TR would have absolutely hated the Trumps with a white-hot passion. If he were with us now he’d be rounding up the Rough Riders to turn the bounders out of the White House.

Let us recall that TR also said this:

The President is merely the most important among a large number of public servants. He should be supported or opposed exactly to the degree which is warranted by his good conduct or bad conduct, his efficiency or inefficiency in rendering loyal, able, and disinterested service to the Nation as a whole.

Therefore it is absolutely necessary that there should be full liberty to tell the truth about his acts, and this means that it is exactly necessary to blame him when he does wrong as to praise him when he does right. Any other attitude in an American citizen is both base and servile.

To announce that there must be no criticism of the President, or that we are to stand by the President, right or wrong, is not only unpatriotic and servile, but is morally treasonable to the American public. Nothing but the truth should be spoken about him or any one else. But it is even more important to tell the truth, pleasant or unpleasant, about him than about any one else.  T. Roosevelt, May 1918

I bring up TR’s New Nationalism speech from time to time, because there is so much in it that we still need to address. It ought to be taught in school. It’s still radical enough that a few years ago Glenn Beck was waving it around and calling TR a socialist.

The absence of effective State, and, especially, national, restraint upon unfair money-getting has tended to create a small class of enormously wealthy and economically powerful men, whose chief object is to hold and increase their power. The prime need to is to change the conditions which enable these men to accumulate power which it is not for the general welfare that they should hold or exercise.

Really, just read the whole thing, if you never have.

Where TR’s record is messier is in foreign policy. But that record is sometimes made out to be worse than it was. For some reason, TR is mis-remembered in popular culture as being a promotor of American expansion and colonialism, but that is not accurate. For some reason, he gets associated with the old Manifest Destiny doctrine that was popular in the earlier Jacksonian Age, but that is not accurate, either.

That doesn’t mean his alternative ideas were perfect. He rejected Manifest Destiny in favor of expanding the Monroe Doctrine, making the U.S. the police who enforced U.S. interests in the Western Hemisphere. Over time we’ve seen that U.S. interference in South American politics and governments seriously did not turn out well.
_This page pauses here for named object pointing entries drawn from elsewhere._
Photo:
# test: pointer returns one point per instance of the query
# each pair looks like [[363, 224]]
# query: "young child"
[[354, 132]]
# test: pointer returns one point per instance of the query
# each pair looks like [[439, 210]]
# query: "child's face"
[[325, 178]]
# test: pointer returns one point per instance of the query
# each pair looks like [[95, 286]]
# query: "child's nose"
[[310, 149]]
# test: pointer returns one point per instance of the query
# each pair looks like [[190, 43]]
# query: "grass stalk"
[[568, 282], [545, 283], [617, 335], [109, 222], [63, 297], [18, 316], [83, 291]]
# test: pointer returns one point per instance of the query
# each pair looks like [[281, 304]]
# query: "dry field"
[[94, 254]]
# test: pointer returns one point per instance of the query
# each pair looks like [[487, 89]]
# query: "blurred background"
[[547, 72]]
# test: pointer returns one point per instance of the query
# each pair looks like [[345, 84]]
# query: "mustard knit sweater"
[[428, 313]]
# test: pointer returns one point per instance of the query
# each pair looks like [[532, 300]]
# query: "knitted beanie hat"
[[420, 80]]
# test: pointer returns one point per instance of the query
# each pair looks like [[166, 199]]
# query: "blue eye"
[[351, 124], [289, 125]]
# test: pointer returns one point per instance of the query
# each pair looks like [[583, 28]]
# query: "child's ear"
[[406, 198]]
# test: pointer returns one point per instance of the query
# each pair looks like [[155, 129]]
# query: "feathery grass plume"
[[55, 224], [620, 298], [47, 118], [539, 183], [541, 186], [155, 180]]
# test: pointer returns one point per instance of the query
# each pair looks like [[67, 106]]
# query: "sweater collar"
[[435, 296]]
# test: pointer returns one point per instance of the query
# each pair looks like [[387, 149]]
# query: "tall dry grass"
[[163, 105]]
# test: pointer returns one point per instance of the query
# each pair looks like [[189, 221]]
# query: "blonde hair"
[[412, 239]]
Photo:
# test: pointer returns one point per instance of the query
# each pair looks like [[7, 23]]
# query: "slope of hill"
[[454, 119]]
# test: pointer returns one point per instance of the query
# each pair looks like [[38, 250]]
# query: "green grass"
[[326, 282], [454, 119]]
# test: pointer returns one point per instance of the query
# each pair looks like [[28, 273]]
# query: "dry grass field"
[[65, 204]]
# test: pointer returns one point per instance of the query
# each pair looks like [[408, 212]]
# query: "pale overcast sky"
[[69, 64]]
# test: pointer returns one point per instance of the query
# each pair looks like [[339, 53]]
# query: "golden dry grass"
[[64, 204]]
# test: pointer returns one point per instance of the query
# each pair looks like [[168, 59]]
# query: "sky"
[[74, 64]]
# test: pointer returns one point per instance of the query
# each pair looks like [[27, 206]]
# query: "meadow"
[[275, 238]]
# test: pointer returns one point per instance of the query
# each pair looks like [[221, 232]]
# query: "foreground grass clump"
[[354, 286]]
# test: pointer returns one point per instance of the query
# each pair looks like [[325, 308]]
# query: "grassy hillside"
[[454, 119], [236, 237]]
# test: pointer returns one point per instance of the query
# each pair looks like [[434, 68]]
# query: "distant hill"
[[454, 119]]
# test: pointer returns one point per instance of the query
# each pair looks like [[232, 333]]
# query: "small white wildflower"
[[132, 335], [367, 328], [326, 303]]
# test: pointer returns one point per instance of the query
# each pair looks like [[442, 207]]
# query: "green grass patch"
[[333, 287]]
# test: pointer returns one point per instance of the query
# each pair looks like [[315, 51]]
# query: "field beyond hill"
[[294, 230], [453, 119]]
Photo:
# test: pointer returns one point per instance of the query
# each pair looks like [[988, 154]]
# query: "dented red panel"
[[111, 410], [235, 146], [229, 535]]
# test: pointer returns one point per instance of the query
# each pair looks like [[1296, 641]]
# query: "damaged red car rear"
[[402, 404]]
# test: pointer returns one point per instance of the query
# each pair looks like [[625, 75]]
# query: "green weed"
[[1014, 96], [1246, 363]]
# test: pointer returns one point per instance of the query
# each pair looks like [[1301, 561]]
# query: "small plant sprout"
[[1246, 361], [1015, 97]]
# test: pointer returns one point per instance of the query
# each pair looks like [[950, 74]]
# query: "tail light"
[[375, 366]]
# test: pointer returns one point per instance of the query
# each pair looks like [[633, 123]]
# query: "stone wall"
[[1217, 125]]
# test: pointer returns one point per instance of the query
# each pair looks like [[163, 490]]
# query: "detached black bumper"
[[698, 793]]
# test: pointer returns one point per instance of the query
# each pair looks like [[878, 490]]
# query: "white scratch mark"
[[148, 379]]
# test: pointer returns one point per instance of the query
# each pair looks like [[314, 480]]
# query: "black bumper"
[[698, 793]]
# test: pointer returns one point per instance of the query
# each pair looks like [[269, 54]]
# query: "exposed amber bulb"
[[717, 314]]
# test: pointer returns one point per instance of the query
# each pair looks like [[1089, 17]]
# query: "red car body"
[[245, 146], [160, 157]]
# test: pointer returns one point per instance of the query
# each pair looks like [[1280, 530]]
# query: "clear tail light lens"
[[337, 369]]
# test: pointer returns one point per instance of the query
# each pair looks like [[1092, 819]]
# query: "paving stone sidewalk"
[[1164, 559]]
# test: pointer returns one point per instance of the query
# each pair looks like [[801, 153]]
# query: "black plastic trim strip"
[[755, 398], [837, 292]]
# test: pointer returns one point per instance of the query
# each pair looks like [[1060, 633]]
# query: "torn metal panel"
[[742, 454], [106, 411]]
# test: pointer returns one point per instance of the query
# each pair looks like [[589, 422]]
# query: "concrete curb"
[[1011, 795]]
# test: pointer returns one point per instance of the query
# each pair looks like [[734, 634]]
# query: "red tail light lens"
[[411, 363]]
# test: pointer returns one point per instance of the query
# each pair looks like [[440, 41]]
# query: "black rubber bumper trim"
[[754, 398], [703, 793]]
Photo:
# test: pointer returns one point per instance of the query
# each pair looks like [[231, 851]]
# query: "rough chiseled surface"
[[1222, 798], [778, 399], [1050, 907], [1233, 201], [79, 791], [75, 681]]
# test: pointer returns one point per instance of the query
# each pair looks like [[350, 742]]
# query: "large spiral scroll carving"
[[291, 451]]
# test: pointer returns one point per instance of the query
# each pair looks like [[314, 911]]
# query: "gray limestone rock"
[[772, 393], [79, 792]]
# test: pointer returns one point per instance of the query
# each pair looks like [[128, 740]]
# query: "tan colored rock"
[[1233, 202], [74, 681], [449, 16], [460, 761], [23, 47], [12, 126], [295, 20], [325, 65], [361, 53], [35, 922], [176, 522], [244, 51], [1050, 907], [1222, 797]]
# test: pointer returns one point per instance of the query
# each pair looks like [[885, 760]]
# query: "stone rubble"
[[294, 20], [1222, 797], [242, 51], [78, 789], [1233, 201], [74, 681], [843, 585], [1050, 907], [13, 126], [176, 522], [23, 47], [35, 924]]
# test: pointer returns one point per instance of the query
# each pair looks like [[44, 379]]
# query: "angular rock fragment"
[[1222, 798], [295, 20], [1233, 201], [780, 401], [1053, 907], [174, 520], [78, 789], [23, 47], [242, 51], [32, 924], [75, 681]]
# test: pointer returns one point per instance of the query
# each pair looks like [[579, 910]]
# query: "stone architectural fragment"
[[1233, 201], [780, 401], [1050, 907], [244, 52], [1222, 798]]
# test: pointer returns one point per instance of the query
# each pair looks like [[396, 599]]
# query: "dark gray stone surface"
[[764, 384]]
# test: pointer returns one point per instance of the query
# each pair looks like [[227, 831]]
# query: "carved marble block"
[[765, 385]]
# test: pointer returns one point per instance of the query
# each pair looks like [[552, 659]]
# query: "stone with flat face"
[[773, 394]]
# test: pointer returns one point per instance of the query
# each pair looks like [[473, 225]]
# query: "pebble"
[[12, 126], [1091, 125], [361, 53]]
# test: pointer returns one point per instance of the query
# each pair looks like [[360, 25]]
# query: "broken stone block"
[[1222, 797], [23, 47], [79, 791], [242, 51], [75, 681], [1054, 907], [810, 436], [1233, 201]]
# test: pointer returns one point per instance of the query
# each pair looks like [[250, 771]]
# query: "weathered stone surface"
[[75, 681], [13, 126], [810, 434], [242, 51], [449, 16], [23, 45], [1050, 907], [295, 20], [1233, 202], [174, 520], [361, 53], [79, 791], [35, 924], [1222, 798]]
TR gets blamed for a lot of things that happened in William McKinley’s first term, which TR was not part of. TR was not involved in the Treaty of Paris, which expanded U.S. territory to include Puerto Rico, Guam, and the Philippines, and made Cuba a protectorate. The Philippines did not want to be a U.S. territory, an issue that led to the disgraceful and bloody Philippine-U.S. War. The worst part of this occurred while TR was governor of New York, not president. TR became president in September 1901 after McKinley’s assasination. TR ended the conflict with a cease-fire and general amnesty in July 1902. TR did want to increase the prestige and influence of the U.S. in the world, but he wasn’t really into colonial expansion. (Yes, he volunteered to fight in the Spanish-American war; I assume he believed, as many did at the time, that Spain blew up the Maine.)

TR got the Nobel Peace Prize for negotiating a peace treaty that ended the Russo-Japanese War. I touched on that briefly in The Circle of the Way. The Japanese requested that TR mediate the neogitiations, which says something about his reputation in the world at the time.

Anyway, in the end, there was some good, there was some bad. He was a complicated man. He was a man of his times. The U.S. we live in now would be a vastly different — and worse off, IMO — place today if TR had never lived. Yes, there is a lot about him that hasn’t aged well, so to speak, but he’s still regarded as one of the top five presidents in most of the presidential rankings list.

As he said himself, we owe it to him to tell the truth, and only the truth. He doesn’t deserve to be held up as an archetype of good. He doesn’t deserve some screed that makes him out to be the forerunner of Hitler, either.

TR would have hated Hitler, too, I’m sure.